TIL

Stuck in OpenTelemetry hell

#opentelemetry #javascript #apollo

I’ve been stuck multiple times in OpenTelemetry hell where things didn’t work or suddenly break. At some point our HTTP client instrumentation traces (which set the incoming root span on our GraphQL gateway) randomly did or did not include specific manually instrumented span attributes on different environments. So it would work locally and on test, but sometimes fail on acceptance / production.

We use these for dashboards, triggers and general querying so we had to find a fix.

Attempt 1 - Apollo Plugins

We use Apollo Gateway and made a custom observability plugin. I tried several options like refactoring our observability plugin or change the order of the plugins. None of this worked, and the source code shows:

  async function invokeWillSendResponse() {
    await Promise.all(
      requestListeners.map((l) =>
        l.willSendResponse?.(
          requestContext as GraphQLRequestContextWillSendResponse<TContext>,
        )
      )
    );
  }

That we can’t affect the order of plugins.

Attempt 2 - Try AsyncLocalStorage

I’ve attempted to use AsyncLocalStorage to store the root span before. Accessing it then allows for much higher cardinality on the root span, which is great for debugging/easy for developers.

Unfortunately, it didn’t seem to work.

Attempt 3 - Upgrade OpenTelemetry

After running out of options, we noticed OpenTelemetry JS SDK v2 was out, so we tried upgrading. This also didn’t resolve the issue.

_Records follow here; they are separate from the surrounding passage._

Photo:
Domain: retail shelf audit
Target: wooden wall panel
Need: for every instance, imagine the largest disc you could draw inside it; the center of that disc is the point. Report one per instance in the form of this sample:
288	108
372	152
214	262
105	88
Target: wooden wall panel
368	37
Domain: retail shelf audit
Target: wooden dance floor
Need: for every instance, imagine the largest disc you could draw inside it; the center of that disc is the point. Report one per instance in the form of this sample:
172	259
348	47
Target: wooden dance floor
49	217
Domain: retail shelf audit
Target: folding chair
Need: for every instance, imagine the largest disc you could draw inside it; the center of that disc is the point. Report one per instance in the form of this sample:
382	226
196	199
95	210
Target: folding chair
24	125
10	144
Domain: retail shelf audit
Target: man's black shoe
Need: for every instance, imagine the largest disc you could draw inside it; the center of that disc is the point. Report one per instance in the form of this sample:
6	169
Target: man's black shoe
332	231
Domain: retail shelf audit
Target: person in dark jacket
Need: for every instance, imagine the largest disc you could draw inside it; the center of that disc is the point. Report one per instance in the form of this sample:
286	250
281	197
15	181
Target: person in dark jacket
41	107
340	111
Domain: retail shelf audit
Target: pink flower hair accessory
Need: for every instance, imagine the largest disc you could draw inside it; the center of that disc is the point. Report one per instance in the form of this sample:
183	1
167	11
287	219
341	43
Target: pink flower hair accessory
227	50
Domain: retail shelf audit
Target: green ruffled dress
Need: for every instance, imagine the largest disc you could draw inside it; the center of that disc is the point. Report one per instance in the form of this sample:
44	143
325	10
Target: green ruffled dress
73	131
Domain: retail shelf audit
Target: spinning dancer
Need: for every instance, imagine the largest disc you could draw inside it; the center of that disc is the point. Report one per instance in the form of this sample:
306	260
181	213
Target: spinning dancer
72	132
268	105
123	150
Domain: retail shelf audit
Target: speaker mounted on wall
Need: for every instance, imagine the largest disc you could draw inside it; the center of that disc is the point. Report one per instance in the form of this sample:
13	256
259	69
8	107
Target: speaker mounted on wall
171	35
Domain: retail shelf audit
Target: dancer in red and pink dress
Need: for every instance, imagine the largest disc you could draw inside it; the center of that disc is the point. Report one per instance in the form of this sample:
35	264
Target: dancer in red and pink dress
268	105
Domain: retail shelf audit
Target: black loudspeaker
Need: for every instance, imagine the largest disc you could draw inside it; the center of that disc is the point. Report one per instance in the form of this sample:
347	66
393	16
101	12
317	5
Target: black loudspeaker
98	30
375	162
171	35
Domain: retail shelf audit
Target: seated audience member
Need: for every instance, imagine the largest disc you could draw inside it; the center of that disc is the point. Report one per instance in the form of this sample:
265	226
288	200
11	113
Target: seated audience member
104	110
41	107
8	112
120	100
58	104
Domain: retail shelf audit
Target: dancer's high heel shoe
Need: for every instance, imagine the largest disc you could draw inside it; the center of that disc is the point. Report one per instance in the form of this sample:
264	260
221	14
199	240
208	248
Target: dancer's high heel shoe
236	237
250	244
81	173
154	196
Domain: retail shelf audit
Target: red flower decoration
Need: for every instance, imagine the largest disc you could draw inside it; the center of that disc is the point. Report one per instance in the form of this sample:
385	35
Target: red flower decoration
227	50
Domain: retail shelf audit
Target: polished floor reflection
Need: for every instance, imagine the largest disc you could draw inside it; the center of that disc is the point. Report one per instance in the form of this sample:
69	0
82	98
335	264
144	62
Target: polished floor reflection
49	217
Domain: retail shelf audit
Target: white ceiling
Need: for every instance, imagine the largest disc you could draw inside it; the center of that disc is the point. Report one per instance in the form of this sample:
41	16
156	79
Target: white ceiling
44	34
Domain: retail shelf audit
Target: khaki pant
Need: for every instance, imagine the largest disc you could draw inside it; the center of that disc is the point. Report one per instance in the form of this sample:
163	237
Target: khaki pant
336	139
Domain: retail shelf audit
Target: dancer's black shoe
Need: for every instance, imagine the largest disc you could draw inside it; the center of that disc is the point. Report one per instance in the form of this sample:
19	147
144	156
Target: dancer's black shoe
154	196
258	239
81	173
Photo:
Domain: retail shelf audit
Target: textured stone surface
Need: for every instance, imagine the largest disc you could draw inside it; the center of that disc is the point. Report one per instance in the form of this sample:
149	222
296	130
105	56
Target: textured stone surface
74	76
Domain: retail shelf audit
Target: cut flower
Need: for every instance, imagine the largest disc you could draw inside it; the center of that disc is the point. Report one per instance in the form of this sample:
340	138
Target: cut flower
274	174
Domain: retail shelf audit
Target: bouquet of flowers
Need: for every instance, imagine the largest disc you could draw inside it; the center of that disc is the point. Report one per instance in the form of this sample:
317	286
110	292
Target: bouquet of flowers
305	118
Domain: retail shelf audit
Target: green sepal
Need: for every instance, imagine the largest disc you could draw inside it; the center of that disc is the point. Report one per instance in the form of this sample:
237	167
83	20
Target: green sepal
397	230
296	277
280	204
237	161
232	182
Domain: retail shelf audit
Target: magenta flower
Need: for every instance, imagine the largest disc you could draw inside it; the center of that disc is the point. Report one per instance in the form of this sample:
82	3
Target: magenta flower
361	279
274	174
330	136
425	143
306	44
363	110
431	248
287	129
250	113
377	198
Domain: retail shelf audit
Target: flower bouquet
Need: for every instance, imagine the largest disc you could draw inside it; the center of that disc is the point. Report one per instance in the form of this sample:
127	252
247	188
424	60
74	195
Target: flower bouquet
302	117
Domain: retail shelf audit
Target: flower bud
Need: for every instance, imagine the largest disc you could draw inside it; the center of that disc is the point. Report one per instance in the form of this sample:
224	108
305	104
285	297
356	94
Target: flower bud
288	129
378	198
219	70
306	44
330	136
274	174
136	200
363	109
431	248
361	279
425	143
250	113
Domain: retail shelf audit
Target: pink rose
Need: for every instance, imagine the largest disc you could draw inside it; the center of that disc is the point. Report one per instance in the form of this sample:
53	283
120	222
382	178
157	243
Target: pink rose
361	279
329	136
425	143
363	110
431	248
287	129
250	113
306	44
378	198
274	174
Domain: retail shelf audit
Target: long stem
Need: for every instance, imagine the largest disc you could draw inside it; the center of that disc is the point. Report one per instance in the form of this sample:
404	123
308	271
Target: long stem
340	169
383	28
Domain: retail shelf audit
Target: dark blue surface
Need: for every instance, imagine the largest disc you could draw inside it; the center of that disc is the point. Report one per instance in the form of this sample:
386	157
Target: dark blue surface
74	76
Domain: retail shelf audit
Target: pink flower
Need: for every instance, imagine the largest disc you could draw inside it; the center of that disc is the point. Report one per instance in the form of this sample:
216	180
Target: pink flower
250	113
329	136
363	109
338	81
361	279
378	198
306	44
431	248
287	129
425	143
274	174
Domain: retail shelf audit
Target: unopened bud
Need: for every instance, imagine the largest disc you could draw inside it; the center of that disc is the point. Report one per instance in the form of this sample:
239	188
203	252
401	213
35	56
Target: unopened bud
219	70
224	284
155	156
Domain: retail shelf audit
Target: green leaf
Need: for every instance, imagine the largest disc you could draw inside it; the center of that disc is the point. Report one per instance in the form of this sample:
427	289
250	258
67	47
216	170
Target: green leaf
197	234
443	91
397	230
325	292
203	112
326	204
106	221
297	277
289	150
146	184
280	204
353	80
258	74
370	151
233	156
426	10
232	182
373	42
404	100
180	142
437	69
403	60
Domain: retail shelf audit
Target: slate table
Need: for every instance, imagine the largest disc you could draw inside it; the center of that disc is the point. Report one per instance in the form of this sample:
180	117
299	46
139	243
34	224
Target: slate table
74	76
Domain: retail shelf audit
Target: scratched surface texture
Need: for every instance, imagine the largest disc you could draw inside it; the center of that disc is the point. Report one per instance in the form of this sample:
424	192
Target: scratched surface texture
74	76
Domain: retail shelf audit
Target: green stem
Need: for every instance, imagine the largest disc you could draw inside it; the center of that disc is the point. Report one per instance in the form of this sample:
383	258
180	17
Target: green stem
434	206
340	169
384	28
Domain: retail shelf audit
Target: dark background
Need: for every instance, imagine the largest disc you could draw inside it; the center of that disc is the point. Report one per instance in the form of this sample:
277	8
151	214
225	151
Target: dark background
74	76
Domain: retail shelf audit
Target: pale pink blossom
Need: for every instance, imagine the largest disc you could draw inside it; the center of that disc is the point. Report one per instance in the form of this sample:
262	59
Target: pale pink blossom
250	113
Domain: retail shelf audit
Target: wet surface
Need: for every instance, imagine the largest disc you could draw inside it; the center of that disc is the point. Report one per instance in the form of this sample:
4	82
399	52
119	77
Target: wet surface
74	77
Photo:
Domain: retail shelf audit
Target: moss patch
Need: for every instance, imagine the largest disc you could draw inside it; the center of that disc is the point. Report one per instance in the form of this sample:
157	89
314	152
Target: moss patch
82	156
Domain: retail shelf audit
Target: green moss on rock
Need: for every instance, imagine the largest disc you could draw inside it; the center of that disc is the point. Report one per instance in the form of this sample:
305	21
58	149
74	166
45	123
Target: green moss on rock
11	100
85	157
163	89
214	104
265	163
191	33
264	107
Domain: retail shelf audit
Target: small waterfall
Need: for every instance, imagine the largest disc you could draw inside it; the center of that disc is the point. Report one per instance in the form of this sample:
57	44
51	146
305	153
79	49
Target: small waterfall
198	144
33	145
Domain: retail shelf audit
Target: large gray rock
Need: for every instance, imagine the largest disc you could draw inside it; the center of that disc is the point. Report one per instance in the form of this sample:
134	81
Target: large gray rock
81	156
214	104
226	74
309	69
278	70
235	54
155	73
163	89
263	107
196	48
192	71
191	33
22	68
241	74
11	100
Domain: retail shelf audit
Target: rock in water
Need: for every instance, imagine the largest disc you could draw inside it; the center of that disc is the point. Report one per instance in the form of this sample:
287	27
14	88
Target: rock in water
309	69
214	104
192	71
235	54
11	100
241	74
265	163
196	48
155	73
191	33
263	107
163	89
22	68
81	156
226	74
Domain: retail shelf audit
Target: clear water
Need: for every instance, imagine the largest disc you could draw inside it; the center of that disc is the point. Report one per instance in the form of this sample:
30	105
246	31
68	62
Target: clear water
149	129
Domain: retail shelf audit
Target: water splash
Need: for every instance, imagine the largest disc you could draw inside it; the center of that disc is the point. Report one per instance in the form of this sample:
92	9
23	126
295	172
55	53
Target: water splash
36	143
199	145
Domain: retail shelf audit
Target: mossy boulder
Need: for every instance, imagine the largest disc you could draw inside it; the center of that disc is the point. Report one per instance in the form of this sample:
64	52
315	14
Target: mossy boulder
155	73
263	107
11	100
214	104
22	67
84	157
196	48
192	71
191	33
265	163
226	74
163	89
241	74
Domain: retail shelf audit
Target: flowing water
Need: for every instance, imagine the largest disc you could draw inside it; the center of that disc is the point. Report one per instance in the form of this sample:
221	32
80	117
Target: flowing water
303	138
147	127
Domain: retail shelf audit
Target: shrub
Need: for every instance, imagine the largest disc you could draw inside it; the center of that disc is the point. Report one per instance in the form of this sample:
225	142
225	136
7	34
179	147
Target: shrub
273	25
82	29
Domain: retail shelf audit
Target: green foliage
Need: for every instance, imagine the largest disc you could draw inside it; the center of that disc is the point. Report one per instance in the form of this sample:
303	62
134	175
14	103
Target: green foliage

Attempt 4 - Express middleware

We figured out we can set the root span on the request in Express. To make sure nothing interferes it’s the very first middleware we setup and looks like this:

app.use((req, _res, next) => {
	const rootSpan = getActiveSpan()
	if (rootSpan) {
		req.rootSpan = rootSpan
	}

    rootSpan.setAttribute('foo', 'bar')
	next()
})

Conclusion

While we fixed the core issue, I think doing something similar with AsyncLocalStorage would be more ergonomic if we want to set spans on the root span.